A trip on the Great Smokey Mountain Railroad (GSMR) has been a family dream for years. My son, a young Thomas the Tank Engine specialist since the tender age of 18 months, developed my father’s passion (er obsession) for trains- I remember many a weekend spent riding the rails up North, and the gigantic train board in the cellar that we were forbidden to touch. But my own son’s love of trains led us to the smaller train adventures, like the yearly Thomas the Tank Engine ride in Eustis, Florida and the historic Gulf Coast Railroad Train trip in Parrish, Florida.

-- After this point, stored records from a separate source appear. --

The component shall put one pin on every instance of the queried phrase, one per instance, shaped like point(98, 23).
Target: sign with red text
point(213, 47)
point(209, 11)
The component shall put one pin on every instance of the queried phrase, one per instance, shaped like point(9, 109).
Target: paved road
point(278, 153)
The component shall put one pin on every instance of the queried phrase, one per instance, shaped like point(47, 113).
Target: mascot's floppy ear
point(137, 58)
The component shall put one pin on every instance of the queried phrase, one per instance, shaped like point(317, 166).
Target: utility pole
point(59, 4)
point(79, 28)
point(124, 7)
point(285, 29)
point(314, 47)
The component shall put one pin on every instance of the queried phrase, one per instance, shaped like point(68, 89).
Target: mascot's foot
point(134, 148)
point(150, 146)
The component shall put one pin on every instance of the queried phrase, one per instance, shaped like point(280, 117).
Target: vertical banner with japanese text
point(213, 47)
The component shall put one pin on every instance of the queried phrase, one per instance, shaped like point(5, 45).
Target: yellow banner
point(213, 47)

We’ve done the steam engine in Dollywood in Sevierville, Tennessee, the Tweetsie Railroad in Blowing Rock, North Carolina and the train around the Magic Kingdom in Walt Disney World. But it was only this year that the 4.5 hour train trip into the Nantahala Gorge seemed feasible. At a younger age, I envisioned kids running amuck and the ultimate meltdown with a captive audience…Yeah, we really had to wait until the kids reached an able to sit through an entire movie at the theater maturity.
I made the reservations on their website and ordered the meal- later glad that I did as the 30-45 minute layover at the NOC would have been to short to enjoy a meal at the River’s End restaurant over the bridge (we did eat there eventually!) and it was nicer to eat on the train and gave the kids something to do- like tour the dining and canteen cars. We hung out on the river during our brief break instead.
Going down into the Gorge, we sat on the left and were afforded the river views, rapids, and white water rafters. We switched places with another family for the ride back (same track) for the caves, waterfall and Lake Fontana with all of its’ cute houseboats.
I can’t say we actually sat for any of the journey, except to eat. You can stand in the open air gondola car, walk around. The tiny toilets (not for the claustrophobic) are located in the enclosed cars, so we got to check those out too- but don’t hold it til the last minute, as there usually is a line.
I took the kids through the posh dining car (you can eat your lunch there too) to pick up our pre-ordered meals at the canteen and we took them back to our gondola car for dining al fresco. Even in July, the air was pretty cool, and when we reached the river itself, it was it an air conditioner had been switched on-natural cooling.
My son remarked on how uncommercial the trip was- even in the museum after the trip, it more resembled my father’s train collections than a advertising fest. A conductor did travel through the train on our voyage back, handing all the kids stickers and coloring books.
Know Before You Go:
1. Book online. They offer military discounts. (Will call saves waiting in the other lines at the depot too) Choose a lunch option too- it’s cheaper than eating in the Gorge and frees up your lay over time for explorations. Eat during the train trip.
2. The Gondola (open-air) car worked best for us. You can stand-or sit and it was full of families like us.
3.Everett Street Diner near the Depot in Bryson City is a great place to grab breakfast before your (morning) excursion begins, but come early, because the locals think it is a great place also and it’s busy
4.The train travels the same trip back to Bryson City, and there are white-water add-on options- they bus you back to the depot after your wet adventures. (We might consider that next time around). You can check out your options on their website or there was a whitewater company kiosk at the depot (we were there on a Saturday).
5.Your kids will probably get bored at some point- so consider this. a 4.5 hour trip is like 2 movies- bring some boredom busters. Trips to the canteen car for a bottle of water or snack makes for a great break- (it is cool to walk when the train is moving- watch the young uns though). My daughter and I were counting the different colors of flowers that we saw.
6. You can’t swim in the Gorge during your layover- the current would sweep you away, but right by the NOC there is a place where you can stick your feet in(the steps) just to see how icy cold it is- again, watch those kids!